31 . A cluster according to claim 24 , wherein the derived BS cells are trisomic hBS cells carrying an extra chromosome 13.
32 . A cluster according to claim 24 , wherein the derived BS cells are xeno-free BS cells.
33 . A cluster according to claim 24 , wherein the cluster is xeno-free.
34 . A cluster according to claim 24 , containing from about 10 to about 5000 cells.
35 . A cluster according to claim 24 , wherein said expression value of the up-regulated genes is about 750 or more.
36 . A cluster according to claim 24 , wherein said FC( CMLC ) value of the up-regulated genes is about 20 or more.
37 . A cluster according to claim 25 , wherein said ratio of FC CMLC /FC MC of the up-regulated genes is about 15 or more.
38 . A cluster according to claim 24 , wherein 2 or more of the up-regulated genes are genes associated with cardiac cells (described in Table II herein).
39 . A cluster according to claim 24 , wherein 2 or more of the up-regulated genes are genes associated with endodermal cells (described in Table II herein).
40 . A cluster according to claim 24 , wherein 2 or more of the up-regulated genes are genes associated with non cardiac or non endodermal cells, described in Table II herein.
41 . A cluster according to claim 24 , wherein the up-regulated genes comprise 10 or more or all genes listed in Table II herein.
42 . A cluster according to claim 24 , wherein the cluster comprises genes that are up-regulated and have,
i) expression values of 2000 or more, and ii) a FC CMLC value of 100 or more.
43 . A cluster according to claim 42 , wherein the cluster comprises genes that are up-regulated and further have,
iii) a ratio between FC CMLC and FC MC of 100 or more.
44 . A cluster according to claim 42 , wherein the cluster comprises cells expressing one or more or all of the following genes:
Expr.

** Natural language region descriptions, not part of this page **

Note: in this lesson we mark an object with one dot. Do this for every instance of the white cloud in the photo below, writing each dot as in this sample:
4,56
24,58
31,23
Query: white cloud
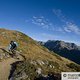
69,26
41,21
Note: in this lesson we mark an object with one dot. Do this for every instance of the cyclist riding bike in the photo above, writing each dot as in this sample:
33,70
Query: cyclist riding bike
13,47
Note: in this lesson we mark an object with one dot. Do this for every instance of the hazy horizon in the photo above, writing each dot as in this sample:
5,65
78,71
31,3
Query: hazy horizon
43,20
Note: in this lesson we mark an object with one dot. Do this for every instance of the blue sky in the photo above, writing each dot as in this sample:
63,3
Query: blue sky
43,19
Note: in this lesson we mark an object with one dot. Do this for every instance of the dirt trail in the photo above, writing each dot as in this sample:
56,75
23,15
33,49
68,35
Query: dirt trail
5,67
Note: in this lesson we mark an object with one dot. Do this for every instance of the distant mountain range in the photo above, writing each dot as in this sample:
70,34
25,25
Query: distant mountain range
65,49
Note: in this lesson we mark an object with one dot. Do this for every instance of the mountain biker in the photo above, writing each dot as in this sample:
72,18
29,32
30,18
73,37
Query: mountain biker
13,47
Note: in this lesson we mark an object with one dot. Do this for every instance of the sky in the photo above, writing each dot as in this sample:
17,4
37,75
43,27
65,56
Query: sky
43,20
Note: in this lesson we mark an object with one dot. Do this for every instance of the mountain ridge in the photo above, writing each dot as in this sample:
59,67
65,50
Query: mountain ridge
39,60
65,49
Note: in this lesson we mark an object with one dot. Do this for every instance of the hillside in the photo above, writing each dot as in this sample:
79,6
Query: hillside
65,49
39,61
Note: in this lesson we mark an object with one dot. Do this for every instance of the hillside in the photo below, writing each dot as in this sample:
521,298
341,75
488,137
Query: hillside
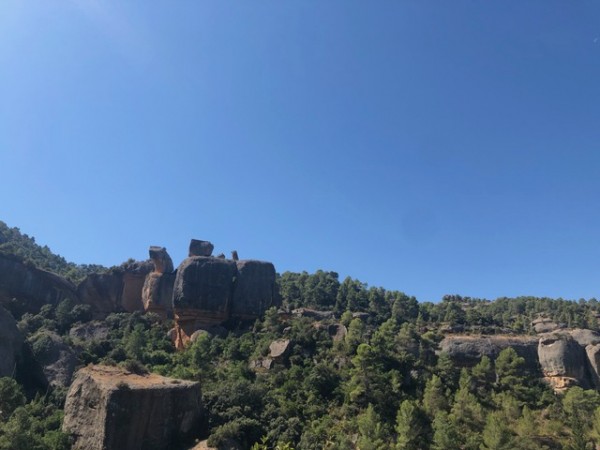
24,248
338,365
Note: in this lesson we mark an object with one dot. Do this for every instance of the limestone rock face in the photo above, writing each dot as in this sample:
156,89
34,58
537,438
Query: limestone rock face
205,284
16,358
157,293
563,361
593,354
90,331
467,351
200,248
279,348
255,289
34,287
115,291
102,291
202,294
110,409
58,359
161,260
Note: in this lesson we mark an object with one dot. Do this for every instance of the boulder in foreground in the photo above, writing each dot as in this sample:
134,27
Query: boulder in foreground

Value
UniGene ID
Gene Symbol
FC CMLC
FC CMLC /FC MC
CMLC
Hs.518267
TF
1119.5
124.3
3592.1
Hs.237658
APOA2
121.3
222.1
2834.3
Hs.324746
AHSG
650.1
599.1
2593.0
Hs.525557
SERPINA1
1140.1
372.4
2447.7
Hs.134602
TTN
494.4
1285.4
2371.2
Hs.278432
MYH7
2400.6
220.7
2069.7
45 . A cluster according to claim 24 , wherein said expression value of the up-regulated genes is about 2500 or more.
46 . A cluster according to claim 24 , wherein said FC( CMLC ) value of the up-regulated genes is about 200 or more.

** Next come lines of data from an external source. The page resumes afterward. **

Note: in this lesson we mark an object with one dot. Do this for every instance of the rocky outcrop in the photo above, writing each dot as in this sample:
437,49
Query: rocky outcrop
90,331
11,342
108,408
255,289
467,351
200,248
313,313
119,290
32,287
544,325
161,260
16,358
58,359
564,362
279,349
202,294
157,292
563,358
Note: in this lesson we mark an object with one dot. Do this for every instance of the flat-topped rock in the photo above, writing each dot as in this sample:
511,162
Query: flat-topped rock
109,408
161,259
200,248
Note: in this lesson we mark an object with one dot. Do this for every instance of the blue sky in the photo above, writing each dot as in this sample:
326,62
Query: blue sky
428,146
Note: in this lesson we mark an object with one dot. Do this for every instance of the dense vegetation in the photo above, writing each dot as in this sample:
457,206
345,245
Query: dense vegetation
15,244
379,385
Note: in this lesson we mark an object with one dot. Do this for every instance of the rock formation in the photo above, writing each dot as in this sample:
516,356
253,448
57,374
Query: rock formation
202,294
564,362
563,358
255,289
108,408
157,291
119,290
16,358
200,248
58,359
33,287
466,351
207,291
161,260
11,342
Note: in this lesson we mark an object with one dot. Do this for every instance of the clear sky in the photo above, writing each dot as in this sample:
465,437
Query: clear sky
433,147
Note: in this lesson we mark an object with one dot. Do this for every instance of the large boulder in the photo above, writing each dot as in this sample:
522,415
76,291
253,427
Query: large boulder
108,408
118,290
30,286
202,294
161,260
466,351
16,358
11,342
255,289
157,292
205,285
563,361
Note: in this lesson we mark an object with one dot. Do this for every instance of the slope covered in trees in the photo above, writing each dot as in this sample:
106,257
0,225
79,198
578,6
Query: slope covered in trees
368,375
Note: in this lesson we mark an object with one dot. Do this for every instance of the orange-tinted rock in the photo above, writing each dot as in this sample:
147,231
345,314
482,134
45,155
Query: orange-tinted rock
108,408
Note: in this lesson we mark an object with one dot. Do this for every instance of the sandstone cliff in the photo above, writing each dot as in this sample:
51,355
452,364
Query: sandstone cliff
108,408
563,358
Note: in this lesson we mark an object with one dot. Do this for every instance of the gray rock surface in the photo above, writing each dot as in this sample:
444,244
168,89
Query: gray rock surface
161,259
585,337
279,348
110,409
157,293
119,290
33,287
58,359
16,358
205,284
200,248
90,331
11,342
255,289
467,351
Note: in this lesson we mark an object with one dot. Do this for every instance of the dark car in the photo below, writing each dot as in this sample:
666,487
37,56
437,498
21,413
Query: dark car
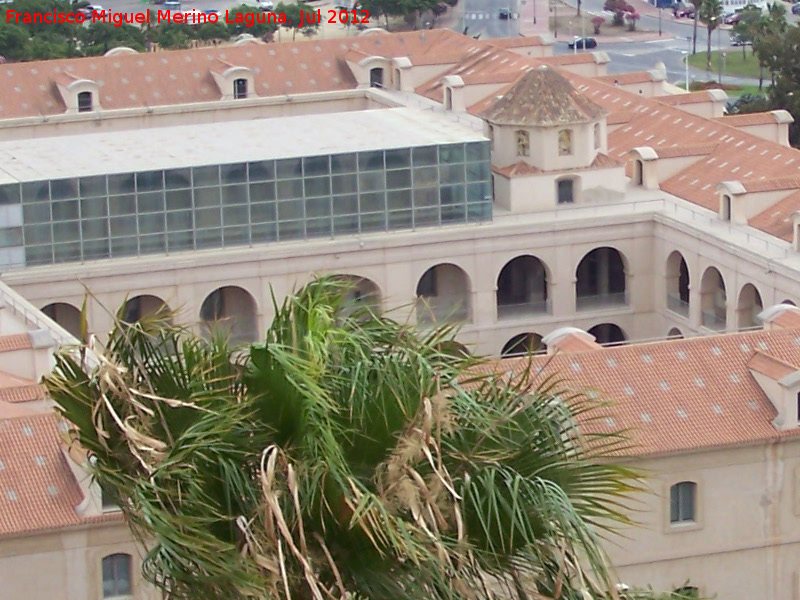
583,43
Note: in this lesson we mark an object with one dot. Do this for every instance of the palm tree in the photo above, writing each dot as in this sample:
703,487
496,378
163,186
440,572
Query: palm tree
711,15
347,456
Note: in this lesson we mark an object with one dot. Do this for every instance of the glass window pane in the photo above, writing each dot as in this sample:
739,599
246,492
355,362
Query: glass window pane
176,179
289,168
370,161
398,179
207,218
65,210
234,173
451,173
289,189
262,212
401,219
122,205
179,200
121,184
180,220
344,184
264,232
206,197
235,215
124,246
10,194
345,225
316,165
37,234
426,176
234,194
36,213
150,181
150,202
399,200
261,171
291,230
262,191
92,208
373,202
62,189
345,205
370,182
398,159
151,223
451,154
424,156
123,226
343,163
478,151
318,186
318,207
152,243
66,232
91,187
205,176
426,197
290,210
93,229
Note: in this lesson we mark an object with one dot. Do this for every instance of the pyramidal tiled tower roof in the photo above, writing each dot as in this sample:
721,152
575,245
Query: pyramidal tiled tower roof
543,98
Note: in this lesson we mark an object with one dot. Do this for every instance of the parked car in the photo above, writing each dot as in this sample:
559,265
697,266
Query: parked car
583,43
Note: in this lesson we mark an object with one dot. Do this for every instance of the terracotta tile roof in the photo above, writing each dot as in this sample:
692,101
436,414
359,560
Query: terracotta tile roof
679,151
690,98
543,97
16,341
678,395
770,366
772,184
777,219
748,119
37,488
628,78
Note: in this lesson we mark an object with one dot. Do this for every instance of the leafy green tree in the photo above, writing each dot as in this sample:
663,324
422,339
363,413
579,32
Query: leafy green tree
711,15
346,456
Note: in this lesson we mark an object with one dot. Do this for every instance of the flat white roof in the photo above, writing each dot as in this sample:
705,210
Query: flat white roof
83,155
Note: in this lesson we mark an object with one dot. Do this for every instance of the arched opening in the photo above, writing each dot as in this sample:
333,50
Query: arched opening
713,300
522,344
376,77
239,88
608,333
143,306
443,294
116,575
359,294
565,190
677,284
65,315
748,308
638,172
232,311
522,288
675,334
85,101
601,280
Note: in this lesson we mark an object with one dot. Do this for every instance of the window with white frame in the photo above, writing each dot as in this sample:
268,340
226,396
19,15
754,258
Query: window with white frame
683,499
116,575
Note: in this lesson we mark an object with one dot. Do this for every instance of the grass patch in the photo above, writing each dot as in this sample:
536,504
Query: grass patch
733,64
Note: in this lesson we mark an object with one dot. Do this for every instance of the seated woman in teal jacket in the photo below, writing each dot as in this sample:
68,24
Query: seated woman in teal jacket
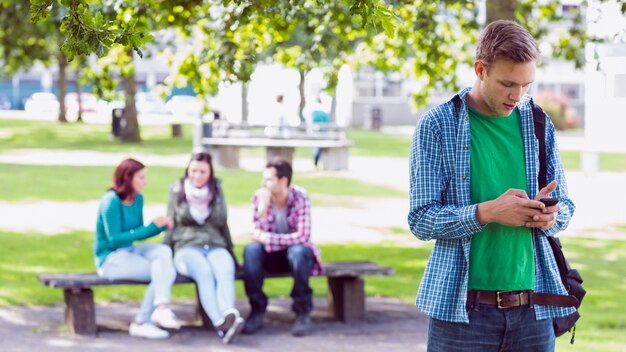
120,224
203,249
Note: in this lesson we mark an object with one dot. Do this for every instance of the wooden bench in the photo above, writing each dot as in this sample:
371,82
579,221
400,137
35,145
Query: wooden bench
346,292
225,150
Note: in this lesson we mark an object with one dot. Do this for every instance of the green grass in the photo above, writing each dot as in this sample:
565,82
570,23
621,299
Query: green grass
373,143
19,134
602,264
77,136
87,183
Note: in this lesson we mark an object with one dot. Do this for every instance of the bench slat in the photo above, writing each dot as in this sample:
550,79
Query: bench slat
85,280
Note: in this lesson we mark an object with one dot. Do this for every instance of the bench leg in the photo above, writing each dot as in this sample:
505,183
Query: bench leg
335,158
80,311
200,313
226,155
285,152
346,298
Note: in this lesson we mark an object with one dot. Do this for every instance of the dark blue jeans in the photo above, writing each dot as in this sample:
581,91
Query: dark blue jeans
297,260
493,329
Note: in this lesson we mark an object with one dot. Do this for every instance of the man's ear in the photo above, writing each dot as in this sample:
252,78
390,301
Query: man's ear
480,69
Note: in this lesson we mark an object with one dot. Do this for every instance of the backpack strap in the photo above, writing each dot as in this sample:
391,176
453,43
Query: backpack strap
456,100
539,121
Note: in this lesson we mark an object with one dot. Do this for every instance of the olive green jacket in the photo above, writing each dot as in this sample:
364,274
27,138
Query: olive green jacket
187,232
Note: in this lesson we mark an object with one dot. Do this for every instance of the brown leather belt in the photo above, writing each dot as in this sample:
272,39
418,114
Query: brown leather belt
511,299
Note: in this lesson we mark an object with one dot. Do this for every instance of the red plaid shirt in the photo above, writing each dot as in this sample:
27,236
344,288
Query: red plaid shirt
299,220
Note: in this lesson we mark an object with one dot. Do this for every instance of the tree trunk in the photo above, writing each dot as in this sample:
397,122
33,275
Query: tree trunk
501,10
130,125
62,59
79,118
244,104
302,97
333,107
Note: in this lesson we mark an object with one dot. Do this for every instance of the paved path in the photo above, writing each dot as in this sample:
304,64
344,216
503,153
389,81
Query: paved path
388,326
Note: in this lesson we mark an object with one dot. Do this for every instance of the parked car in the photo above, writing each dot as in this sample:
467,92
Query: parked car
5,103
184,105
42,103
147,103
88,104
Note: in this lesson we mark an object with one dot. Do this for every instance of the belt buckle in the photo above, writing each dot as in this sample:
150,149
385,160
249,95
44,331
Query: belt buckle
499,300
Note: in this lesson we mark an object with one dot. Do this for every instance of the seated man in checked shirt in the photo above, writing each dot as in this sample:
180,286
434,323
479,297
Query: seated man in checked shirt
281,243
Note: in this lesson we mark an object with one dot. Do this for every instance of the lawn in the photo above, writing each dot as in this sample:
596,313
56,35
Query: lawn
602,264
17,134
87,183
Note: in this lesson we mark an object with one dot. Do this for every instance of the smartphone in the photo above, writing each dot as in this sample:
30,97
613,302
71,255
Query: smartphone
549,201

47 . A cluster according to claim 25 , wherein said ratio of FC CMLC /FC MC of the up-regulated genes is about 150 or more.
48 . A cluster according to claim 24 , wherein the ion channel is a K— or Na-voltage-gated channel, K— or Na-ligand-gated channel, a K-inwardly-rectifying channel and/or a Ca-voltage-dependent channel.
49 . A cluster according to claim 24 , wherein the one or more ion channels are selected from the ion channels listed in FIGS. 7 a and b, poster Table 1.
50 . A cluster according to claim 49 expressing at least 3 or all of the ion channels listed in FIGS. 7 a and b, poster Table 1.
51 . A cluster according to claim 24 , wherein at least 4 of the genes are associated with cardiac cell, and at least 4 of the genes code for transcription factors and at least 4 of the genes code for ion channels listed in FIGS. 7 a and b, poster Table 1.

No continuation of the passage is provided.